An increased proportion of transgenic plants in the progeny of rapeseed (<i>Brassica napus</i> L.) transformants

G. N. Raldugina; T. Z. Hoang; H. B. Ngoc; I. V. Karpichev

doi:10.18699/vj21.018

An increased proportion of transgenic plants in the progeny of rapeseed (Brassica napus L.) transformants

Vavilov Journal of Genetics and Breeding ◽

10.18699/vj21.018 ◽

2021 ◽

Vol 25 (2) ◽

pp. 147-156

Author(s):

G. N. Raldugina ◽

T. Z. Hoang ◽

H. B. Ngoc ◽

I. V. Karpichev

Keyword(s):

Transgenic Plants ◽

Marker Gene ◽

Leaf Explants ◽

Media Analysis ◽

Mendelian Segregation ◽

Genetic Construct ◽

Self Pollination ◽

Original Plant ◽

Nodal Cuttings ◽

Transgenic Cells

Cotyledon and leaf explants of two spring rapeseed varieties were transformed with Agrobacterium tumefaciens harboring a genetic construct with the gfp marker gene. In order to reduce the proportion of hyperhydrated shoots, which appeared during regenerant formation, we optimized sucrose content in the regeneration media. Analysis of the progeny obtained from T0 regenerants showed that in a number of lines the distribution of the gfp marker did not follow Mendelian segregation of a monogenic trait in self-pollinated plants, while in the progeny of the other lines of transgenic plants, the gfp marker was completely absent, although its presence had been confirmed in all selected T0 plants. We also found that in individual transformants gfp is randomly inherited throughout the central peduncle; its presence in the genome of seedlings does not depend on the location of the pod. Thus, both transformed and non-transformed cells were involved in the formation of gametes in T0 plants. In addition, marker segregation was different in plants of the T1 line obtained by nodal cuttings of a primary transformant, depending on the location of the cuttings on the stem of the original plant, indicating that the nature of T1 generation plants was also chimeric.
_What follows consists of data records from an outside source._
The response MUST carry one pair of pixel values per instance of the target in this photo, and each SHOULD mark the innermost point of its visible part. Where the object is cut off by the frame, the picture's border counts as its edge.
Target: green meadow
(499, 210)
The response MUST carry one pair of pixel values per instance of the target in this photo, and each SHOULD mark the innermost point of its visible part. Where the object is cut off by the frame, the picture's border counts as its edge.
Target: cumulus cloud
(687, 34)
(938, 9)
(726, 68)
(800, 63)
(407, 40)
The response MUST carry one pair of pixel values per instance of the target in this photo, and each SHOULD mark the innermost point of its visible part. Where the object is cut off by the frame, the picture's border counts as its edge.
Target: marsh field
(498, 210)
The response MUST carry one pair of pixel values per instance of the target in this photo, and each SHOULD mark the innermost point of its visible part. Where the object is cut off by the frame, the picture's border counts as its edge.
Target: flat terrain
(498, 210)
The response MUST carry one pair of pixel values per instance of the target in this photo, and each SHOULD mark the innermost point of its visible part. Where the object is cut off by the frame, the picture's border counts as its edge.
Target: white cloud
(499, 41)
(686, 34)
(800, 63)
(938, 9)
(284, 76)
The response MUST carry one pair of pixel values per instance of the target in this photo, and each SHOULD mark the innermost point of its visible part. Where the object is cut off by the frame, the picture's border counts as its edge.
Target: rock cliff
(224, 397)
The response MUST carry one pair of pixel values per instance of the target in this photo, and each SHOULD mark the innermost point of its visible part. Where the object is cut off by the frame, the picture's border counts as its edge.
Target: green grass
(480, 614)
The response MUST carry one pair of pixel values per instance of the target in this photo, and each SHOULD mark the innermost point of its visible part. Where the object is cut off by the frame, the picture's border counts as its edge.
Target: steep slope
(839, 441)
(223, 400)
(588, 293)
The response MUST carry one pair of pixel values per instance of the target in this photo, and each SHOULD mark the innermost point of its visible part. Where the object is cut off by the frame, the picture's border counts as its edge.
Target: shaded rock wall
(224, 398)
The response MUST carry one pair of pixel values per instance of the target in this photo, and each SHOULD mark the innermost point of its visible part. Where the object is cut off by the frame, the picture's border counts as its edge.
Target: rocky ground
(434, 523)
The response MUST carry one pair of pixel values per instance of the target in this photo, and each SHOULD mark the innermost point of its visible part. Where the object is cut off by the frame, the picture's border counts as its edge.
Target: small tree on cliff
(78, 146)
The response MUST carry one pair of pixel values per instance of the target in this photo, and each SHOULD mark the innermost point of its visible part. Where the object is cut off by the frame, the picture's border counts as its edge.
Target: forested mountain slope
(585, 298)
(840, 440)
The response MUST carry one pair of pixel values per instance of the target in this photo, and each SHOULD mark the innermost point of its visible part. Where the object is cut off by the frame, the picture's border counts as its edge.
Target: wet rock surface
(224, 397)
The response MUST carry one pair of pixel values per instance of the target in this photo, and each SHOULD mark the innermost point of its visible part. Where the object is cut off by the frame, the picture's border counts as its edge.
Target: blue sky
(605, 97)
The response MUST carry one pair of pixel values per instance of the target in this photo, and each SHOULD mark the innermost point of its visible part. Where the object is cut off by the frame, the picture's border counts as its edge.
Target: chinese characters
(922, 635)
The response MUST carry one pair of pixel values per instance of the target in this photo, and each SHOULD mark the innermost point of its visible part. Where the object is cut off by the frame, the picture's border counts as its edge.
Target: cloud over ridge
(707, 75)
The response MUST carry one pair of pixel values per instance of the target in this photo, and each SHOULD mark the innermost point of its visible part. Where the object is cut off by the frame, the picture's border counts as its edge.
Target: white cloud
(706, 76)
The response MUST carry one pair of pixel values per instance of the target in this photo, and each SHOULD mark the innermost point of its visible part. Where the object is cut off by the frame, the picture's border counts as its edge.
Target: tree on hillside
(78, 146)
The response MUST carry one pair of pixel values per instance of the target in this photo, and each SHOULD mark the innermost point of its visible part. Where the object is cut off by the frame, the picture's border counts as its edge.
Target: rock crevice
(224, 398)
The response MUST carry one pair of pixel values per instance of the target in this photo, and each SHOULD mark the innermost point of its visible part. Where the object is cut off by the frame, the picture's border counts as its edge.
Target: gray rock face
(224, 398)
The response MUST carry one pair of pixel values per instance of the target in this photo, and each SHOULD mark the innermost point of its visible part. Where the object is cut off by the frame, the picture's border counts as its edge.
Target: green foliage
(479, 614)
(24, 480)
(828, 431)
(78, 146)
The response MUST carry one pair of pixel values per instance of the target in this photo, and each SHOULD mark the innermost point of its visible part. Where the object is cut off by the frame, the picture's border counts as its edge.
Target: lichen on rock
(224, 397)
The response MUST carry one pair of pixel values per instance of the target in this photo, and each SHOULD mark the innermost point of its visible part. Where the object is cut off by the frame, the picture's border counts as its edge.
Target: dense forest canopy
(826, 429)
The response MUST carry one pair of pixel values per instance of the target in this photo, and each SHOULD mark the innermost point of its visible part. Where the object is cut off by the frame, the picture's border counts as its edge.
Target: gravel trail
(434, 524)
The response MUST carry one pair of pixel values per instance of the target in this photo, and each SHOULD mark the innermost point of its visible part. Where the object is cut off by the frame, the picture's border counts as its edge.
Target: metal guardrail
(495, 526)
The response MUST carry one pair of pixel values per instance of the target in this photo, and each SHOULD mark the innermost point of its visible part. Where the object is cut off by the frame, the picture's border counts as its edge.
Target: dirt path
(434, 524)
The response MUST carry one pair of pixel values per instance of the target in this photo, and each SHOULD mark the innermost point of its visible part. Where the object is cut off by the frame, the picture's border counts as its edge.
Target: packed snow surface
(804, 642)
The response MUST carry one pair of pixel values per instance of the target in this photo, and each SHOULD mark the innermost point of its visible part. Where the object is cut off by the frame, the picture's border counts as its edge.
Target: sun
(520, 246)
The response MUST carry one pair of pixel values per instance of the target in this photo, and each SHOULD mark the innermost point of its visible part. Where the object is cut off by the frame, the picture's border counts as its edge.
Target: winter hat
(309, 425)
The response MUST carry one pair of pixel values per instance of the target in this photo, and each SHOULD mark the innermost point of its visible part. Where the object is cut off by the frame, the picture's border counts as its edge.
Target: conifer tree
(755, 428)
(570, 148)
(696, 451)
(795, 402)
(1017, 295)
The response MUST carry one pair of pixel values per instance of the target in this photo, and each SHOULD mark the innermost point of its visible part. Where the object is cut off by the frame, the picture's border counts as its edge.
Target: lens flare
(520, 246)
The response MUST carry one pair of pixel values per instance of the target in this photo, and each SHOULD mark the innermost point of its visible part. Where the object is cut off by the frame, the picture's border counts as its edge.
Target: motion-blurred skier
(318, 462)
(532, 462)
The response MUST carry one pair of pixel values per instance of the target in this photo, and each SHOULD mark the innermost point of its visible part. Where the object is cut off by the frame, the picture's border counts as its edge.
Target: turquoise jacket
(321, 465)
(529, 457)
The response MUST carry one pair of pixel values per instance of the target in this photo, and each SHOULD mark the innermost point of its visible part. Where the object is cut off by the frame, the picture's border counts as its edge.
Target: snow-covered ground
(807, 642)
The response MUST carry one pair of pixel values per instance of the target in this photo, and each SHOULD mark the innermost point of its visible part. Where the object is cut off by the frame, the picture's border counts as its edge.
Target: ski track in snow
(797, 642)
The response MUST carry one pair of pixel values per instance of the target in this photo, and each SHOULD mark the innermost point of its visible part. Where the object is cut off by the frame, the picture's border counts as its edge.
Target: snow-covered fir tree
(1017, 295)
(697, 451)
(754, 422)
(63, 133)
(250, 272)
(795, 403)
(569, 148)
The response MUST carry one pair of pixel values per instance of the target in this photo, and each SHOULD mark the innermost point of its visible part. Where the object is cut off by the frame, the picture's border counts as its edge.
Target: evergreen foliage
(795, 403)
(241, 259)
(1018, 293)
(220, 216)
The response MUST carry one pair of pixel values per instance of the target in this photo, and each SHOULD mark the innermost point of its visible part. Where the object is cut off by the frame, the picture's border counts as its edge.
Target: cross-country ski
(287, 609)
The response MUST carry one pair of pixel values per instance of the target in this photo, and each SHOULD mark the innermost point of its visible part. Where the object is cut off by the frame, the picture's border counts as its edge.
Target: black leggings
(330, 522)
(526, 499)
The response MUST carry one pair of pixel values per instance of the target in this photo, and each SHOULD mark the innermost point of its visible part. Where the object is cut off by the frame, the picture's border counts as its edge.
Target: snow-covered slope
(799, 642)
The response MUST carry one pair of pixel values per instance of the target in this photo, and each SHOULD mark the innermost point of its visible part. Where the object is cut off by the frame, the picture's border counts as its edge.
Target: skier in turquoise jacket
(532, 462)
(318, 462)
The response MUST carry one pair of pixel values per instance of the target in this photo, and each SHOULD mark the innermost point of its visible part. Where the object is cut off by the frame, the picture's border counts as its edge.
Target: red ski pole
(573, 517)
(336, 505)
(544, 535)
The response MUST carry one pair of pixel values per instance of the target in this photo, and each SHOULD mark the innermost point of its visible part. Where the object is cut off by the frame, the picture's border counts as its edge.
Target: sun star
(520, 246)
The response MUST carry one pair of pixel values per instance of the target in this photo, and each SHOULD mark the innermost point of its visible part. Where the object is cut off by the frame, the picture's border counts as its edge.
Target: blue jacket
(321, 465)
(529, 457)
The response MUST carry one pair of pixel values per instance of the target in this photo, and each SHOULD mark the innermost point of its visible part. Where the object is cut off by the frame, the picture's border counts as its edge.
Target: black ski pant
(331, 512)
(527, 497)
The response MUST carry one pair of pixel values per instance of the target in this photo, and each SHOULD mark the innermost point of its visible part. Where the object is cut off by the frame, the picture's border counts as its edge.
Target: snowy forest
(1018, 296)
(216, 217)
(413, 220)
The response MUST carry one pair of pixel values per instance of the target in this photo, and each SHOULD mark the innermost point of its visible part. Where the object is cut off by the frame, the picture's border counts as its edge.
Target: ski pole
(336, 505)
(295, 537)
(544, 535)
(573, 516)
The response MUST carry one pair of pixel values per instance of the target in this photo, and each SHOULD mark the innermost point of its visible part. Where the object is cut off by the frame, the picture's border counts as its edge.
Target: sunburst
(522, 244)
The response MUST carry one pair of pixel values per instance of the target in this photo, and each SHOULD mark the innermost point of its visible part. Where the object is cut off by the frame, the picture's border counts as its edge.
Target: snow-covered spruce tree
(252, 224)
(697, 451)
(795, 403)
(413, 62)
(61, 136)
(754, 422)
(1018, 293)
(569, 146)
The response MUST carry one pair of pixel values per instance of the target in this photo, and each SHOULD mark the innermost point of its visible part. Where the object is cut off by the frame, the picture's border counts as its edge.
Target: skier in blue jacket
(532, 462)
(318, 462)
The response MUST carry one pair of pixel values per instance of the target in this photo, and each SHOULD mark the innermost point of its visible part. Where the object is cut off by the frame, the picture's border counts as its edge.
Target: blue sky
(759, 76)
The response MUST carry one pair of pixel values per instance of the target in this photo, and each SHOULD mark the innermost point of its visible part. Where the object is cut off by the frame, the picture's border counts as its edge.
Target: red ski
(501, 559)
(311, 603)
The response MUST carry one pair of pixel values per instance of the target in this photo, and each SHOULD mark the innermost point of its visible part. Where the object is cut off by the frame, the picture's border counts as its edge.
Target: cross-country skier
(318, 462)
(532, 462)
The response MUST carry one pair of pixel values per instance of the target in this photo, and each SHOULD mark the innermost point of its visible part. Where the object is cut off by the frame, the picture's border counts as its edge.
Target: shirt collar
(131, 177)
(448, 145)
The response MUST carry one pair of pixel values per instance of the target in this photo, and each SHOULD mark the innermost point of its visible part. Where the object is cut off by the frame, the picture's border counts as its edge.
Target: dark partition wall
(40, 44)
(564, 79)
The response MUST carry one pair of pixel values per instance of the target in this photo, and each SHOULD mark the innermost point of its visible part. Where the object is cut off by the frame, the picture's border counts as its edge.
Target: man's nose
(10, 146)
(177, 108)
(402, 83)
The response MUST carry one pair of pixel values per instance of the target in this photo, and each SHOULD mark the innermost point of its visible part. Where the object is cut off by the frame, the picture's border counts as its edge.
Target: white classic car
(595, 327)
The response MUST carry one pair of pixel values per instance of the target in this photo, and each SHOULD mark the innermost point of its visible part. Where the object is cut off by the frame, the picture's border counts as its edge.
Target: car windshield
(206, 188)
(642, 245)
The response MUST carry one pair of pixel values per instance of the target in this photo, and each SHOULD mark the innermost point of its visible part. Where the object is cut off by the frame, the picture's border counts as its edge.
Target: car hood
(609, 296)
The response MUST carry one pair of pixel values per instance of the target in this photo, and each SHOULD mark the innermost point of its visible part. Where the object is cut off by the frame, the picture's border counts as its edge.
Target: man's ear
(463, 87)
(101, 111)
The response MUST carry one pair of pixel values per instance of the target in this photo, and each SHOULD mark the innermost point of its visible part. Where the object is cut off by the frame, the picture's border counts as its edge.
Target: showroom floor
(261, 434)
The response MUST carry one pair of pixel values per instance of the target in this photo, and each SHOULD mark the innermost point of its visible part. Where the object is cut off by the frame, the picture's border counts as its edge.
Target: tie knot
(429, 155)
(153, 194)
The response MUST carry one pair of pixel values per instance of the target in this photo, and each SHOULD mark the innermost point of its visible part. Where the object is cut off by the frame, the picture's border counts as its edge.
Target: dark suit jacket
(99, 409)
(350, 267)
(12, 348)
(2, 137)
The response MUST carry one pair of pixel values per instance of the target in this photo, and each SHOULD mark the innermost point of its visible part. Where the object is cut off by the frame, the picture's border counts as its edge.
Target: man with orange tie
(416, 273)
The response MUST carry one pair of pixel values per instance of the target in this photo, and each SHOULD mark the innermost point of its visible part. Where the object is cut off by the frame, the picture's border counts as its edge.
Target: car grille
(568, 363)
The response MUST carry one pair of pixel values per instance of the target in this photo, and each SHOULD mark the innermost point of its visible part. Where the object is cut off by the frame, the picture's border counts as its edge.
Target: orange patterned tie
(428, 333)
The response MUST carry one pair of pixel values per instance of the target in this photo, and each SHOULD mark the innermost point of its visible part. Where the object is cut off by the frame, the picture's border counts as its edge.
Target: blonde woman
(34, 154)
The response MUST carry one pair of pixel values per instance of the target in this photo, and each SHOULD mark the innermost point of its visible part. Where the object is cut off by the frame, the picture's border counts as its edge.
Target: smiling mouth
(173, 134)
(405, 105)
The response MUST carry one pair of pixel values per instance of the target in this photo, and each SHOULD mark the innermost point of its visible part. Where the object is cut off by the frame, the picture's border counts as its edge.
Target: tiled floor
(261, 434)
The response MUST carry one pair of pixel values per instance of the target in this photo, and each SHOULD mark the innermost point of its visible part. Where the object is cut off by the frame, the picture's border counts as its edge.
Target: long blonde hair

Furthermore, we showed that propagation of plants by cutting followed by propagation by seeds formed as a result of self-pollination led to an increase in the proportion of transgenic plants in subsequent generations. The results obtained during the course of this study show that the transformants were chimeric, i. e. their tissues contained both transgenic and non-transgenic cells, and this chimeric nature was passed on to subsequent generations. We found that, in addition to nutrient media composition, other factors such as plant genotype and explant type also contribute to the rising of chimeric plants during transformation. Based on these results, we developed a simplified method, which consists of several rounds of a combination of cutting, seed production by self-pollination, and subsequent culling of wild-type plants, which significantly enriched descendent populations of the original rapeseed transformants with plants transgenic for the gfp marker.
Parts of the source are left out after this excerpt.